Children of mixed unions 78% Catholic

NEARLY 78 per cent of children of mixed or inter church marriages were recorded as Catholic in the 1991 census, a paper from …

NEARLY 78 per cent of children of mixed or inter church marriages were recorded as Catholic in the 1991 census, a paper from the Economic and Social Research Institute has shown.

The figure for marriages involving Catholics and Church of Ireland members was 73 per cent. The research was carried out by Prof Jerry Sexton and Mr Richard O'Leary for the Forum for Peace and Reconciliation.

It shows a marked increase be tween 1981 and 1991 in the number of mixed marriage families. In the 1981 census there were 6,570 such families with 14 813 children, of whom 12,760 (86.1, per cent) were Catholic.

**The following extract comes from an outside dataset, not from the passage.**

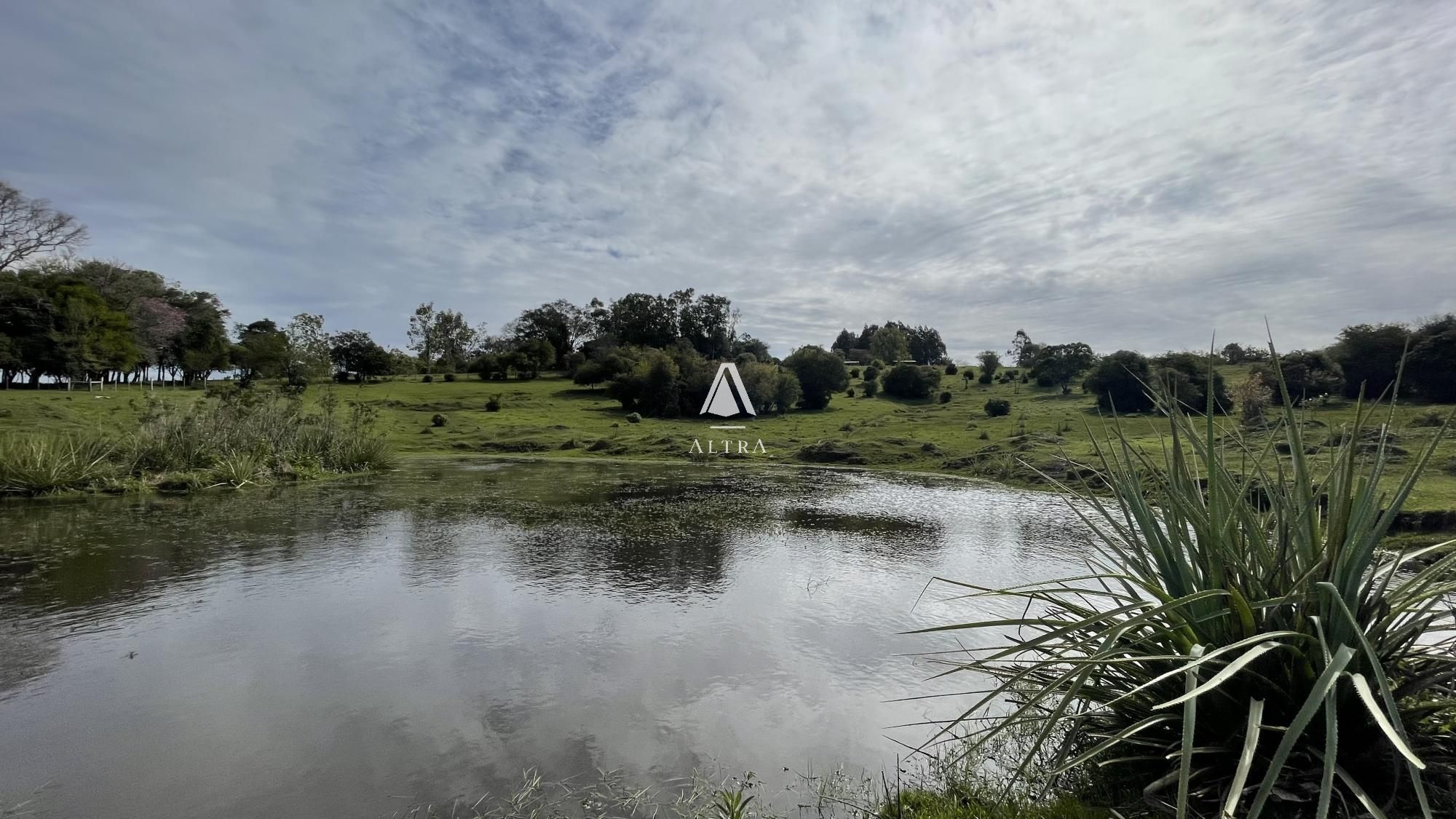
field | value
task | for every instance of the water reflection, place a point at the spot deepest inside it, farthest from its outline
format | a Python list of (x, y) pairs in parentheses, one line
[(429, 634)]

By 1991 the number of mixed marriage families had increased to 9,110 and the number of children to 20 420 of whom 15,886 (77.8 per cent) were Catholic.

READ MORE

The census figures showed that in 1991 nearly one quarter of all married people from the minority religious communities were in mixed marriages.

The ESRI researchers also note that the number of mixed marriage families in 1991 was "quite large" when measured against the number of families where both parents were from a minority religion - 14,508 with 32,385 children.

These figures are of particular interest in the light of statements by the Catholic bishops' delegation at the forum last Friday that the decision on how children of a mixed marriage are brought up is now a matter for the parents' alone.

Bishop Donal Murray quoted a 1983 episcopal guideline which said a Catholic partner's pre marriage agreement to bring up the children as Catholics was "in no way to deny that your partner may feel equally strongly on the matter, and has an equal right to claim that his or her conscience, rights and duties should be taken seriously".

The ESRI researchers observe that mixed marriages are "very relevant to numerical loss in so far as the minority religious communities are concerned, as the children of these marriages are disproportionately brought up as Catholics. These losses assume even greater significance if cumulative or inter generational effects are taken into account."